IT企業を中心とする経営者や経営幹部が一堂に会し、経営や業界の展望について語る、年2回の招待制カンファレンス「Infinity Ventures Summit 2017 Spring Kobe」(IVS)が、6月6~7日の2日間にわたり兵庫県神戸市で開催された。2007年の初開催から10年の節目となる今回のオープニングセッションでは、IT業界のこれまでとこれからの10年について、業界をリードしてきた経営者らが語り合った。
登壇者は、gumi代表取締役社長の國光宏尚氏、アイ・マーキュリーキャピタル代表取締役社長の新和博氏、グリー代表取締役会長 兼 社長の田中良和氏、The Ryokan Tokyo代表取締役CEOで投資家の千葉功太郎氏、ディー・エヌ・エー(DeNA)執行役員の原田明典氏の5名。モデレーターはスマートニュース代表取締役会長 共同CEOの鈴木健氏が務めた。まず登壇者に向けられた質問が、この10年間で最も印象に残っている出来事についてだ。
最初に答えたDeNAの原田氏は、NTTドコモでポータル事業やベンチャーとの協業に携わった後、ミクシイのCOOとしてSNS「mixi」のモバイル化やオープン化を進めてきた人物だ。そんな原田氏が挙げたのは“アプリへの回帰”だった。ドコモに勤めていた際に、フィーチャーフォン向けにアプリを広めようとしたが当時はまったく流行らなかったため、「スマホの時代に変わりこれからはウェブだ」と考えたそうだが、タッチパネルとの相性の良さから最終的にはアプリが主流になった。そのため「過去のトレンドを踏襲しすぎると読み違える」と反省したという。
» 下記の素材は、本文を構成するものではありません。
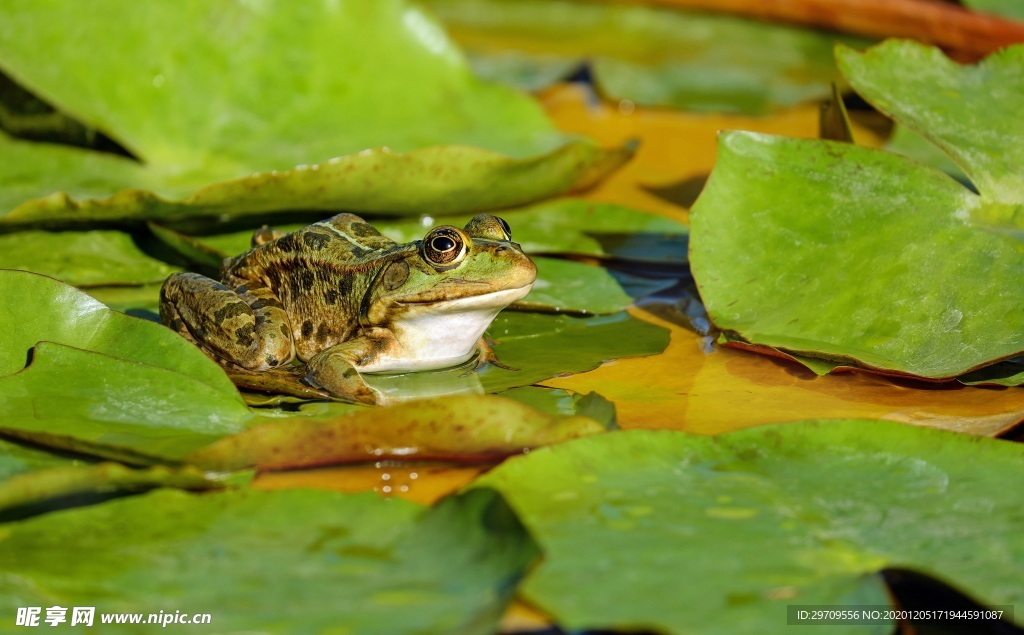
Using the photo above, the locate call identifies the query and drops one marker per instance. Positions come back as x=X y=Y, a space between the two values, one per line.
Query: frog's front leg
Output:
x=245 y=326
x=485 y=354
x=336 y=369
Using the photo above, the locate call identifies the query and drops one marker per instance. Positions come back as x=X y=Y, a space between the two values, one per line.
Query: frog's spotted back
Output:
x=344 y=299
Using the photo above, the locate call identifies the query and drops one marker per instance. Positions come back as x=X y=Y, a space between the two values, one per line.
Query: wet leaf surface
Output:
x=652 y=56
x=461 y=428
x=926 y=290
x=82 y=258
x=543 y=346
x=213 y=103
x=111 y=407
x=714 y=535
x=327 y=561
x=695 y=387
x=677 y=150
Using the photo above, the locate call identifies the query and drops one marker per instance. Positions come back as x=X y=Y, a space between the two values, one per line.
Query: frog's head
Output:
x=444 y=291
x=455 y=270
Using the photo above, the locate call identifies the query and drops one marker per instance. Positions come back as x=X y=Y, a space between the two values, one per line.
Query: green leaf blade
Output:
x=712 y=535
x=970 y=112
x=853 y=254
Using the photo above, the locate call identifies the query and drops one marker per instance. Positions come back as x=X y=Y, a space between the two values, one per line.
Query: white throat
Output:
x=442 y=334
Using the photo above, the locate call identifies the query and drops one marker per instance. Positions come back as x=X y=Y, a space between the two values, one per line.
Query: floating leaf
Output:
x=463 y=427
x=1010 y=8
x=574 y=226
x=82 y=258
x=714 y=535
x=1010 y=373
x=968 y=112
x=327 y=561
x=662 y=177
x=706 y=383
x=544 y=346
x=34 y=489
x=34 y=308
x=216 y=99
x=845 y=267
x=15 y=459
x=919 y=271
x=111 y=407
x=907 y=142
x=654 y=56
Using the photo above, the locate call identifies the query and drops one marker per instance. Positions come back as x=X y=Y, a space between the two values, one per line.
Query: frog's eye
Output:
x=487 y=226
x=506 y=227
x=444 y=247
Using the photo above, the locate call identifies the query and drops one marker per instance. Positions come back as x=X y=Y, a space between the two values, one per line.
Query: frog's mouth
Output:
x=499 y=299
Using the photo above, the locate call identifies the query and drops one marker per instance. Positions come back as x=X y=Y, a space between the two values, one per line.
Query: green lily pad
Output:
x=82 y=258
x=464 y=427
x=245 y=110
x=328 y=562
x=116 y=408
x=698 y=535
x=541 y=346
x=16 y=459
x=653 y=56
x=968 y=112
x=845 y=268
x=33 y=490
x=572 y=226
x=36 y=308
x=907 y=142
x=141 y=300
x=558 y=401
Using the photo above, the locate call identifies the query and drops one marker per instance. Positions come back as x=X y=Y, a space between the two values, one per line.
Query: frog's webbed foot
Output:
x=485 y=354
x=245 y=326
x=332 y=371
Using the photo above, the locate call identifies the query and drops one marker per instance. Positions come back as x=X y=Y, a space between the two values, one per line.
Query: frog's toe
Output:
x=485 y=354
x=342 y=381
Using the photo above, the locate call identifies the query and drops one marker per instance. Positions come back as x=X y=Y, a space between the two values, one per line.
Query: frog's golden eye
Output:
x=487 y=226
x=444 y=247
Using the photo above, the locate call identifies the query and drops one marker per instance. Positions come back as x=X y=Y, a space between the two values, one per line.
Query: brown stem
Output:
x=969 y=35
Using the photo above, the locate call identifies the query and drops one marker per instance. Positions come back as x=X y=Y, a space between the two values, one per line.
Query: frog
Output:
x=345 y=300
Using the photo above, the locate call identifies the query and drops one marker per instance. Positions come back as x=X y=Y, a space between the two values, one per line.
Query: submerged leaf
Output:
x=461 y=427
x=327 y=561
x=714 y=535
x=35 y=308
x=541 y=346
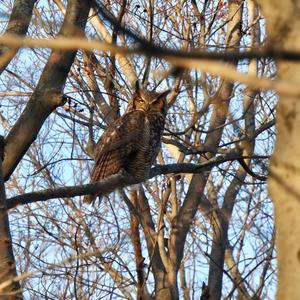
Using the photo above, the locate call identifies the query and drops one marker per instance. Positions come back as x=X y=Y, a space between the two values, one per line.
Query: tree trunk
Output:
x=11 y=289
x=283 y=25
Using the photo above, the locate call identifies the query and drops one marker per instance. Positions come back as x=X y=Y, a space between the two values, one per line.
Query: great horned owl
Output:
x=133 y=141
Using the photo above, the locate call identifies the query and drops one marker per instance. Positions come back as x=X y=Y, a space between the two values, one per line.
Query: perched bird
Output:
x=133 y=141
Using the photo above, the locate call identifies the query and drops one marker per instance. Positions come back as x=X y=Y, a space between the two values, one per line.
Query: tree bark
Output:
x=283 y=23
x=48 y=94
x=18 y=24
x=8 y=272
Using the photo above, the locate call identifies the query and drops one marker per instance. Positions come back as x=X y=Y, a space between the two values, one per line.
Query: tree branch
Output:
x=120 y=180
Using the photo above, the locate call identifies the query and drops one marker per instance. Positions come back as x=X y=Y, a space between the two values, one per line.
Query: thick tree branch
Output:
x=120 y=180
x=48 y=94
x=18 y=24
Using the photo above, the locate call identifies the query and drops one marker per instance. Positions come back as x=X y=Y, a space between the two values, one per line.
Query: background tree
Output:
x=202 y=225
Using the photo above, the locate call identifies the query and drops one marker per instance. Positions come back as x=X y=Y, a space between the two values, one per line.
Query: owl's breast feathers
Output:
x=131 y=143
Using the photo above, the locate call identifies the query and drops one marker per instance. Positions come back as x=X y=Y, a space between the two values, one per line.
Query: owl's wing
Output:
x=117 y=144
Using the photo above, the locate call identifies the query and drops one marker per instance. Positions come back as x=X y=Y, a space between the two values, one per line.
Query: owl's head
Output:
x=150 y=101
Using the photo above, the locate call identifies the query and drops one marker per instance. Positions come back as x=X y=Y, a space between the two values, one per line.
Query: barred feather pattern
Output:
x=132 y=142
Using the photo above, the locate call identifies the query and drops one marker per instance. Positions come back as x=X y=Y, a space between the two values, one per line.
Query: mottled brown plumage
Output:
x=133 y=141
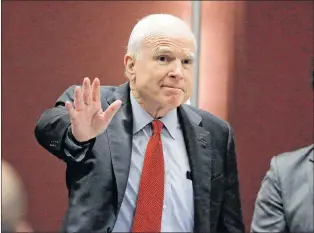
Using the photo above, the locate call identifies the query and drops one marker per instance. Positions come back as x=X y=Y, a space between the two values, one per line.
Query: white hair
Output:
x=158 y=25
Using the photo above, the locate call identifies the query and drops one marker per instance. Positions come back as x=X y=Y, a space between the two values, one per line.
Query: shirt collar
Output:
x=141 y=118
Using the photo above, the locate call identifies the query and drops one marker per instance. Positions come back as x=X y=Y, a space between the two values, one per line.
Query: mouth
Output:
x=171 y=87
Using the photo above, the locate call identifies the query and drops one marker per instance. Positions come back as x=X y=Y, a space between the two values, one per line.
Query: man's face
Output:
x=164 y=71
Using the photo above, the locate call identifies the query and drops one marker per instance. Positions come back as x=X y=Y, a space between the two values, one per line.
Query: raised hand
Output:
x=88 y=120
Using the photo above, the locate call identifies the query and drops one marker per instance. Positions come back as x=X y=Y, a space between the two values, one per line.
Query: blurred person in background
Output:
x=138 y=158
x=285 y=201
x=13 y=201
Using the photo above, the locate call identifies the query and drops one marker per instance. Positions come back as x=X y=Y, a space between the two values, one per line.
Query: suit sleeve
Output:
x=269 y=213
x=231 y=215
x=53 y=131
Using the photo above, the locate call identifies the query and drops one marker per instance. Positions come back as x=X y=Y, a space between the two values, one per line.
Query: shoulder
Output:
x=287 y=163
x=294 y=157
x=209 y=121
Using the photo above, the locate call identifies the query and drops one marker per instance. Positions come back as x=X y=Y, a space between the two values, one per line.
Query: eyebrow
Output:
x=169 y=51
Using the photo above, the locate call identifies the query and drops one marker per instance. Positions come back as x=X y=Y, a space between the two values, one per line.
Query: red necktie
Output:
x=150 y=198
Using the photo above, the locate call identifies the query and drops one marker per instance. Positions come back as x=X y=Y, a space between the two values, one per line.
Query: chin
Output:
x=174 y=101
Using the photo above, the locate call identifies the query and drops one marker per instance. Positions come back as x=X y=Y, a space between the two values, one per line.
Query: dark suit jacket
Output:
x=285 y=200
x=97 y=172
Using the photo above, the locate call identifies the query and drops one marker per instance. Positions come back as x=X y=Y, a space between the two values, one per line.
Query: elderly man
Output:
x=285 y=200
x=138 y=159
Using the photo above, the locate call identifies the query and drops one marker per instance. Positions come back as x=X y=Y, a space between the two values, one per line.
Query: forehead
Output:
x=161 y=44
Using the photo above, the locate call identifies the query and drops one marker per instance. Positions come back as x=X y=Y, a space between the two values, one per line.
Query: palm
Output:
x=88 y=119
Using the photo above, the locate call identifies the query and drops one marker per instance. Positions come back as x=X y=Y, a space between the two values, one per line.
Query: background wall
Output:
x=262 y=87
x=270 y=96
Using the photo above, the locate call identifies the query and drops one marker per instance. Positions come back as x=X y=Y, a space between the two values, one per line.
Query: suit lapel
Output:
x=120 y=139
x=197 y=141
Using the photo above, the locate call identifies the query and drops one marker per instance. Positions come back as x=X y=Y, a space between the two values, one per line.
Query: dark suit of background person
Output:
x=285 y=202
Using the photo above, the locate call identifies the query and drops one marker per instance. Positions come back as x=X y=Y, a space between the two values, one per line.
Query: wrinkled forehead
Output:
x=168 y=45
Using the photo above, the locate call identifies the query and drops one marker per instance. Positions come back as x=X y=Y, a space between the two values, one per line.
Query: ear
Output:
x=129 y=64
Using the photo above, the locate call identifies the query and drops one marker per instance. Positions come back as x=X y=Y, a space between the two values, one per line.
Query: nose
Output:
x=177 y=72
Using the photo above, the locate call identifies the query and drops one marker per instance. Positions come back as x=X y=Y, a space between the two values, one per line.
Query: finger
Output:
x=96 y=90
x=87 y=98
x=70 y=109
x=111 y=111
x=78 y=101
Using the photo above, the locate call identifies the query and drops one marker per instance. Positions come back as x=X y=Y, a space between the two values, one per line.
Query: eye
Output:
x=187 y=61
x=163 y=58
続いてThe Ryokan Tokyoの千葉氏は、フィーチャーフォン時代にさまざまなビジネスを学んだ経験から、2016年11月に発表されたドコモのiモードケータイの出荷終了を挙げた。そして、もう一つがドローンだ。2015年3月にトイドローンと出会ったことがきっかけでドローンに可能性を感じた千葉氏は、共同創業者として副社長も務めたコロプラを2016年に退職。2017年6月に日本初のドローンに特化した投資ファンド「Drone Fund」を立ち上げている。
アイ・マーキュリーキャピタルの新氏は、フィーチャーフォンとスマートフォンの出荷台数の逆転を挙げた。もともとドコモでiモードのエコシステムの活性化などに従事していた新氏は、「ドコモに入ってエコシステムの頂点にいるつもりになって、一生ボーっとしていても勝てるんじゃないかと思っていたが、そこからスマホがきて、ハードメーカーやグーグルなどのOS会社がトップになった」と、当時の衝撃を振り返った。また、現在小学3年生の娘が、将来の夢にYouTuberを挙げたことも印象的だと語った。
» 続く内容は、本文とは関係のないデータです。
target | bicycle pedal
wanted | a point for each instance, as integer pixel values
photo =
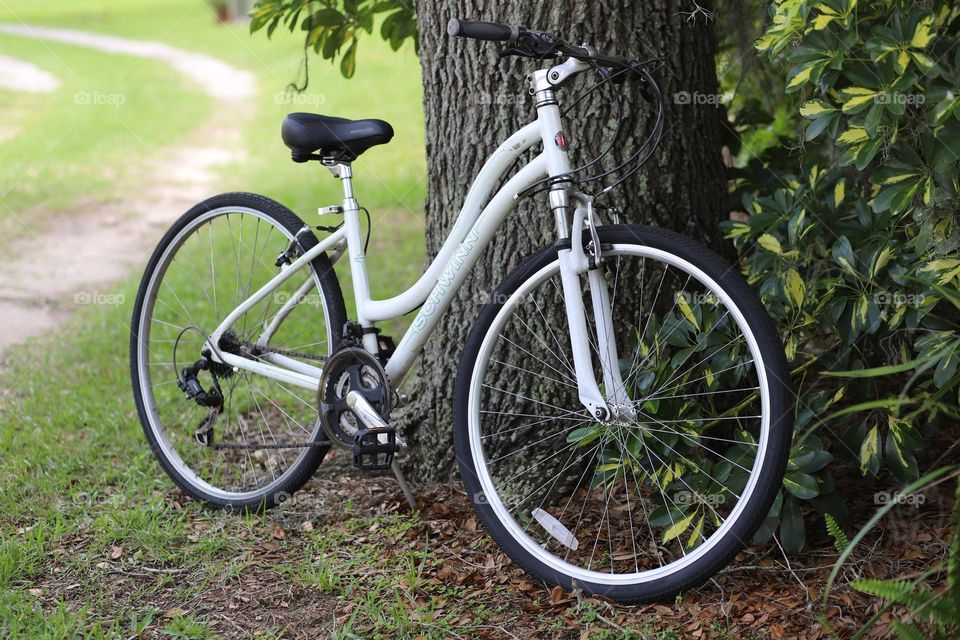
(374, 449)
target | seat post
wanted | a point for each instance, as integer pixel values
(343, 172)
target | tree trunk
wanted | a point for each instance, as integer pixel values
(472, 102)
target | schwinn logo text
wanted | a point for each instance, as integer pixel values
(446, 280)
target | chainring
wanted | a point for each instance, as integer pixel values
(351, 369)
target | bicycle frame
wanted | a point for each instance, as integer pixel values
(476, 223)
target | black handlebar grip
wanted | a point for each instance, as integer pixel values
(491, 31)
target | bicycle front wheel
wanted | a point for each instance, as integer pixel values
(652, 502)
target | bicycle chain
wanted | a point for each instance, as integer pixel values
(285, 445)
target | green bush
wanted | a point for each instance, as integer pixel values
(925, 611)
(846, 223)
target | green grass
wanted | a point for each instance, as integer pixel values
(80, 142)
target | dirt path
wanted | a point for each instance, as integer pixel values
(17, 75)
(85, 250)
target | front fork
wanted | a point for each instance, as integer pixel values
(574, 262)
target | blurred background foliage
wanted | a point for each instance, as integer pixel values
(845, 141)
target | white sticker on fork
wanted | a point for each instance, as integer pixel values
(552, 526)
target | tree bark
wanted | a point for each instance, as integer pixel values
(472, 102)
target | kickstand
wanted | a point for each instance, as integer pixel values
(402, 481)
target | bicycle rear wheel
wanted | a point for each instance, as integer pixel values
(635, 508)
(267, 441)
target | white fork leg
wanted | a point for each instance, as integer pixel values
(607, 344)
(589, 392)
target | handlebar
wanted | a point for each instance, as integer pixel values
(490, 31)
(539, 45)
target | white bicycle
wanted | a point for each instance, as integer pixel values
(622, 410)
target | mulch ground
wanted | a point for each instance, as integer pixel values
(763, 594)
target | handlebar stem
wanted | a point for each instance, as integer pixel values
(553, 77)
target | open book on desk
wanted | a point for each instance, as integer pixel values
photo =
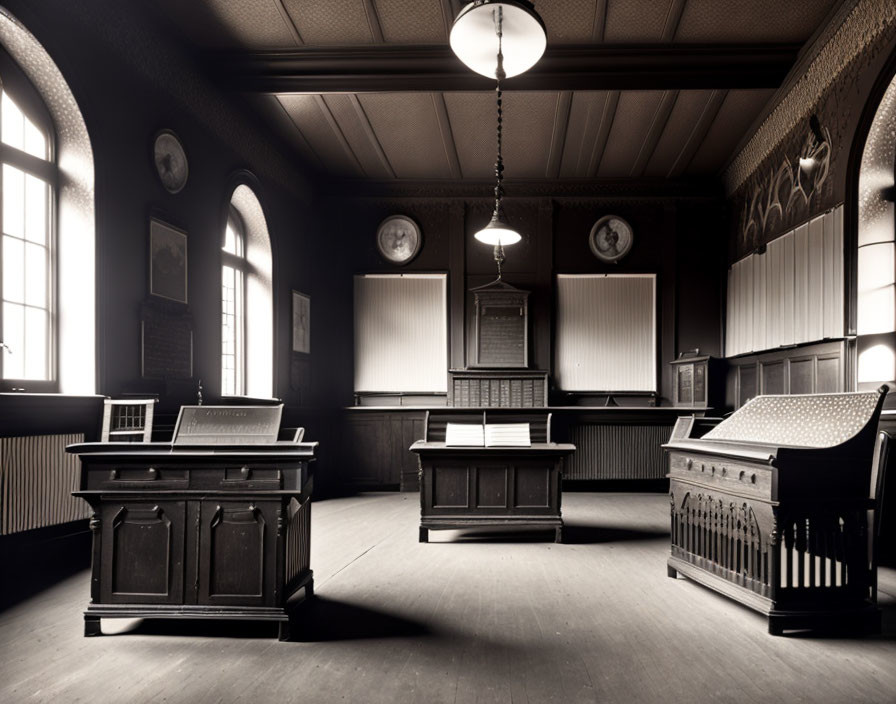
(488, 435)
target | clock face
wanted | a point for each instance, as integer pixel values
(611, 238)
(170, 161)
(398, 239)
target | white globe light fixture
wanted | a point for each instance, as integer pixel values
(500, 40)
(474, 40)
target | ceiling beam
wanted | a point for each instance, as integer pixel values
(390, 68)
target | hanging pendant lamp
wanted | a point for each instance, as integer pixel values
(498, 39)
(474, 40)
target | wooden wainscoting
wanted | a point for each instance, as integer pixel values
(809, 369)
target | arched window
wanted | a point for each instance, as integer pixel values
(233, 304)
(28, 179)
(247, 318)
(48, 242)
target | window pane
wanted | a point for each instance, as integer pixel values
(13, 201)
(13, 269)
(229, 239)
(231, 327)
(14, 337)
(13, 130)
(36, 195)
(35, 343)
(35, 275)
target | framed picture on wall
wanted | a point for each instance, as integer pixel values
(167, 261)
(301, 323)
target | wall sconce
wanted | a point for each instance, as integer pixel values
(814, 159)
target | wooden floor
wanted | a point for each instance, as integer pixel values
(461, 619)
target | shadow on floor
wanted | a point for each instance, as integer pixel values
(321, 619)
(583, 534)
(315, 621)
(37, 560)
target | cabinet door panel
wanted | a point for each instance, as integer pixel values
(142, 552)
(237, 552)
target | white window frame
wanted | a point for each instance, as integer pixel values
(47, 170)
(238, 262)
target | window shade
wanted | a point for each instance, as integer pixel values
(606, 332)
(401, 333)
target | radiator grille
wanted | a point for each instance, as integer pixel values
(37, 478)
(617, 452)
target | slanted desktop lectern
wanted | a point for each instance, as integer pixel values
(215, 524)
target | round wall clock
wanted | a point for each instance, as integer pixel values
(611, 238)
(170, 160)
(398, 239)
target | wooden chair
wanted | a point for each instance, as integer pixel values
(127, 420)
(878, 478)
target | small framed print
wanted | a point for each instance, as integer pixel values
(398, 239)
(301, 323)
(167, 261)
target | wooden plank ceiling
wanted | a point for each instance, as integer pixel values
(628, 89)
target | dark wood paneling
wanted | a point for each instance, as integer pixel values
(450, 487)
(772, 378)
(563, 67)
(814, 368)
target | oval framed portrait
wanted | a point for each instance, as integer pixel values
(170, 161)
(611, 238)
(398, 239)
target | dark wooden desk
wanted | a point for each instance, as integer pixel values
(197, 531)
(771, 508)
(469, 487)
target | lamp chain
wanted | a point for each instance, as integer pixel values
(499, 161)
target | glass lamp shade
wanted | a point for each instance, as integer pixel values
(498, 232)
(475, 41)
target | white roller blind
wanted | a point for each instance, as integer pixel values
(606, 332)
(401, 333)
(793, 293)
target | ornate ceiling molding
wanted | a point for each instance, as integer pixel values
(862, 28)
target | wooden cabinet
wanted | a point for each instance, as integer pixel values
(198, 532)
(374, 450)
(505, 388)
(468, 487)
(698, 381)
グリーの田中氏は、近年高騰を続けるビットコインなどの仮想通貨に先行投資しなかったことを後悔していると話した。「最もチャンスがあった瞬間をどスルーした。インターネット業界の先駆者としてイノベーションを発見する力があると思っていたが見逃した。これがこの10年で一番の失敗」(田中氏)。またgumiの國光氏は、ソーシャルゲームプラットフォームの「Mobage」と「GREE」の競争を挙げ、その頃からIT企業の資金調達額が増え始め、結果的に優秀な人材が業界に集まるきっかけとなったと振り返った。
続いて鈴木氏から出された議題は、10年後の2027年に主流となっているデバイスは何かということ。國光氏は「MR(複合現実)デバイス」を挙げる。「どう考えても、目とインターネットが直接つながった方が、Uberの呼び出しが簡単になり、レストランの情報共有も遥かによくなる。これは自然の流れ」(國光氏)。
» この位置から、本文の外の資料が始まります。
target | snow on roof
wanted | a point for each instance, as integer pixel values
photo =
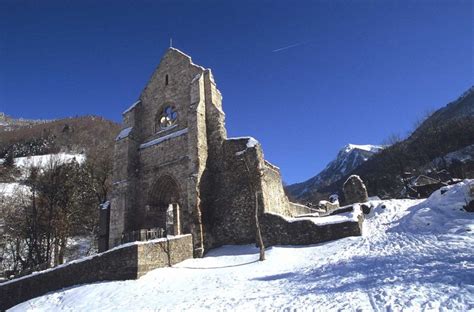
(164, 138)
(123, 133)
(333, 219)
(251, 142)
(131, 107)
(105, 205)
(196, 78)
(190, 59)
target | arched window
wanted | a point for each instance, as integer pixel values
(166, 119)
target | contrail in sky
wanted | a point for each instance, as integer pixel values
(290, 46)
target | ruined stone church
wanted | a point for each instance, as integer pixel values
(175, 168)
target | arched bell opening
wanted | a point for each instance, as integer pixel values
(164, 209)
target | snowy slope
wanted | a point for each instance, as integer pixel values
(348, 159)
(414, 255)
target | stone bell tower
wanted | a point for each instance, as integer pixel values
(162, 151)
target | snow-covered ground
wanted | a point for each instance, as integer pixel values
(414, 255)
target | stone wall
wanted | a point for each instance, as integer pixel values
(129, 261)
(277, 230)
(299, 209)
(274, 198)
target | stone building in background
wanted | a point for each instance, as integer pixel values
(176, 169)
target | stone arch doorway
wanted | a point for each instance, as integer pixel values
(165, 205)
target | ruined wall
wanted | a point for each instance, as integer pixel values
(274, 197)
(229, 213)
(276, 230)
(299, 209)
(129, 261)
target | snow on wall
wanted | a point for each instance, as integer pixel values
(124, 133)
(131, 107)
(164, 138)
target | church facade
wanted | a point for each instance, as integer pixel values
(176, 169)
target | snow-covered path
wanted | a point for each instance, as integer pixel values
(413, 255)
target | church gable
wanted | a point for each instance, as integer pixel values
(166, 98)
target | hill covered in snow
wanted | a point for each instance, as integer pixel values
(443, 141)
(413, 255)
(348, 159)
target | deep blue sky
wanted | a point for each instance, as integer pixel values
(362, 70)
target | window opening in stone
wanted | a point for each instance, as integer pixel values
(168, 117)
(164, 212)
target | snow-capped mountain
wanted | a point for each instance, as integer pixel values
(348, 159)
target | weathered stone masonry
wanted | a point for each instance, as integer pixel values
(176, 169)
(188, 163)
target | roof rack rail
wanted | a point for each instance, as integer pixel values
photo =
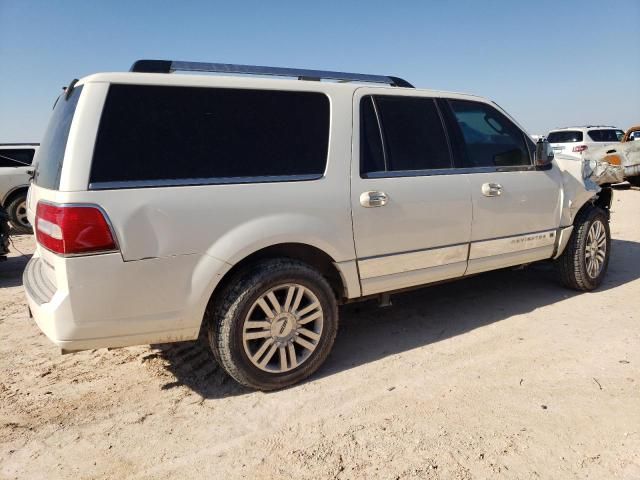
(24, 144)
(169, 66)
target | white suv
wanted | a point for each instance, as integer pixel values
(252, 207)
(15, 174)
(574, 141)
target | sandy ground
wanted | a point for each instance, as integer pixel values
(505, 375)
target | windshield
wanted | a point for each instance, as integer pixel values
(51, 153)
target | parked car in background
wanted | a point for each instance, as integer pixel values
(249, 208)
(626, 153)
(632, 134)
(15, 173)
(573, 141)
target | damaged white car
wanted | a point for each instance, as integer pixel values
(621, 160)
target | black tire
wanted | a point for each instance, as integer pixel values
(227, 314)
(16, 209)
(572, 264)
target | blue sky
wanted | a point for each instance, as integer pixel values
(548, 63)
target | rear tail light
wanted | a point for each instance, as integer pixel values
(73, 229)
また、MRヘッドセット「HoloLens(ホロレンズ)」を手がけるマイクロソフトが提供するMRプラットフォーム「Windows Mixed Reality」に対応したデバイスが、ASUSやDellなどから次々と発表されていることから、早いタイミングでMRデバイスは低価格で手に入るようになるとコメント。ただし、短期的にはMRデバイスのみを利用するのではなく、アップルのBluetoothイヤホン「AirPods」のように、スマートフォンと連動したデバイスが普及していくのではないかと予想した。
その上で國光氏がキラーコンテンツになりうるものとして挙げたのが「コミュニケーション」と「ゲーム」の2つだ。「ロケーションに紐付いた人の顔やアバターを作れるようになるだろう。たとえば、MRグラスで学校の教室やレストランに関する投稿が、目の前にみえる。街全体がドキドキするようなコミュニケーションの場になる。Pokemon GOを超えるARゲームも生まれるのでは」(國光氏)。